Unsurprisingly, the Chinese find the prospect of land "ownership" to be very attractive. This partially explains why they are keen on buying property in NZ.
My bet is that they will continue to search for ways of doing so - despite regulations.
Seriously? Chinese pile on the buying in a rising market - ignore fundamentals. Panic once it starts down. It's the purest example of herd mentality. In TTP world, is Bitcoin also a one way bet? Property, stocks, junk bonds and Bitcoin are all out of whack with fundamentals.
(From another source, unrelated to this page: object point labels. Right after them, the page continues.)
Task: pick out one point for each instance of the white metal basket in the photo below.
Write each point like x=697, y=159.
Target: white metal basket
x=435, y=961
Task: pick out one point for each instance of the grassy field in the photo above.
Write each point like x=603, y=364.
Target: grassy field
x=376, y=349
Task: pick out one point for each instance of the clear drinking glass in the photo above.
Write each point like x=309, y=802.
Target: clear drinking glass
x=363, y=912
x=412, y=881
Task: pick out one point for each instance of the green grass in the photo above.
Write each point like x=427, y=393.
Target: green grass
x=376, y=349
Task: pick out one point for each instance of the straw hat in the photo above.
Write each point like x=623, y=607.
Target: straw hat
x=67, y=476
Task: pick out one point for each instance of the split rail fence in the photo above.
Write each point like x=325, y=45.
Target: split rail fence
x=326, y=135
TTP, take the best seat in the house, sit back and watch how brutal deleveraging can be now that the QE plug has been pulled. "There is no cause to worry. The high tide of prosperity will continue." ... Sec. of Treasury, Andrew Mellon,
September 1929.
Wow, you really seems keen to encourage the money launders TTP.
Pity for you that China has clamped down on this very effectively and I'm sure Labour will enforced our AML restrictions. They're alreday discussing how to do this more effectively for Real Estate Agents.
I think Saudi Plug is more relevant being pulled. Plugged quite a few Leaders, last few days....
Also a Leader stepped down, as he did not want to be on the HIT list.
(Did JK not heed the word..I think he did).
Who will Oil the works now.? Where will the World be led from now.?
Will America rule the waves, using free money for Fuel printed by QE and passed on all around the World in the biggest Money Laundering scam known to Man.
More questions of what is truly happening...Houses are just a buy line.